← Back to context

Comment by graycat

5 days ago

Stochastic process with the Markov property: Past and future are conditionally independent given the present. The general version of conditionally independent is from probability theory based on measure theory and the Radon-Nikodym theorem (with von Neumann's novel proof in Rudin, Real and Complex Analysis), but an easier introduction is in Erhan Çınlar, Introduction to Stochastic Processes.

In a Poisson process the time until the next event has the Poisson distribution and, thus, from a simple calculus manipulation, is a Markov process.

E.g., time from now until a molecule of hydrogen peroxide H2O2 decomposes to water and oxygen is independent of when it was made from water and oxygen. That is the basis of half life, the same distribution until decomposition starting now no matter when the chemical or particle was created.

In WWII, searching at sea, e.g., for enemy submarines, was important, and then was Bernard O. Koopman, Search and Screening, 1946 with an argument that time to an encounter between two ships had a Poisson distribution, i.e., was a Markov process.

In grad school, there was a question about how long US submarines would last in war at sea. Well, take n Red ships and m Blue ships with, for each ship, position, speed, and detection radius and, for each Red-Blue pair, given a detection, probabilities of Red dies, Blue dies, both die, neither die (right, these four have to be non-negative and add to 1). Now have specified a Markov process that can evaluate with a relatively simple Monte-Carlo simulation.

Had written a random number generator in assembler using an Oak Ridge formula, typed quickly, and did the simulation. Had a review by a famous probability prof and passed when explained how the law of large numbers applied.
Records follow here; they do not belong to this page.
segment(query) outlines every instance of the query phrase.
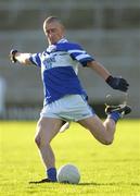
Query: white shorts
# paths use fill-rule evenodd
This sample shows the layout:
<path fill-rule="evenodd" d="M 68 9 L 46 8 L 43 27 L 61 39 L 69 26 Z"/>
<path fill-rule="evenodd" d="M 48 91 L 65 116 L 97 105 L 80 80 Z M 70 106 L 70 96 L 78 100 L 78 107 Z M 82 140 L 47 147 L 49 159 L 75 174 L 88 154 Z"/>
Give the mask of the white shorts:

So, some pure and applied math and computing worked, but some politics didn't!

This Red/Blue submarine problem seems to be a better fit for ABM simulation, rather than Monte Carlo based on Markov processes.

IRL this will be a path dependent since both sides will learn from the past actions and probabilities will be changing, i.e. the memorylessness Markov property will not hold.

In ABM the ships (agents) can move on 2D space, which makes detection easier.

Also, obviously there are lots of externalities, like weapons, food, and sailors supply, ceasfires, surrenders, politics, etc.

All of the above is easier to simulate using ABM, rather than Monte Carlo.

I once failed an interview with a hedge fund because they asked me a variant on that red ships/blue ships problem and at the time I knew nothing about probability. They also hadn’t given me lunch which didn’t help.